The Arrow version of a nested structure will use significantly less
memory than the nested-Python-dictionary version.
We don't have a 100% complete converter from JSON-like data to Arrow
in-memory -- the main thing that's missing is creation of Unions
automatically. For example, the array
[700, 800, {'random string53': 900, 'random string54': 'random string55'}]
would need to be a union of an integer and a struct.

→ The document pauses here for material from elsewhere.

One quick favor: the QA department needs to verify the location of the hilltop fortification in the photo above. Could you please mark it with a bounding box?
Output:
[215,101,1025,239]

Assuming you don't have heterogeneous arrays and the type of values
don't change from record to record, you can simply pass a list of
records to pyarrow.array
- Wes
On Tue, Sep 24, 2019 at 1:26 PM Luke <[email protected]> wrote:
>
> This is a simplified example but trying to figure out what gains can be had
> using arrow vice straight nested python dictionaries for something like the
> following:
>
> {'random string 1': {'field1': {'field11': 'random string 2',
> 'field12': 100},
> 'field2': 200,
> 'field3': [300,
> 400,
> {'random string 3': 500}]
> },
> 'random string 4': {'field5': {'field51': 600,
> 'field52 ': [700,
> 800,
> {'random string53': 900,
> 'random string54': 'random
> string55'}
> ]
> }
> }
> }
>
> I didn't see anything that would convert an arbitrary nested dictionary into
> some arrow structure -- did I miss something? If there isn't what are some
> suggestions. I am doing pretty heavy data analysis where I am handed some
> nested python dictionaries or nested json that I am loading into a nested
> python dictionary. The memory footprint on these are large and I have
> individual json files when loaded by json.load becomes a 5-6 GB python
> dictionary (which is a little crazy when the actual json files is like 700MB).
>
> curious,
> Luke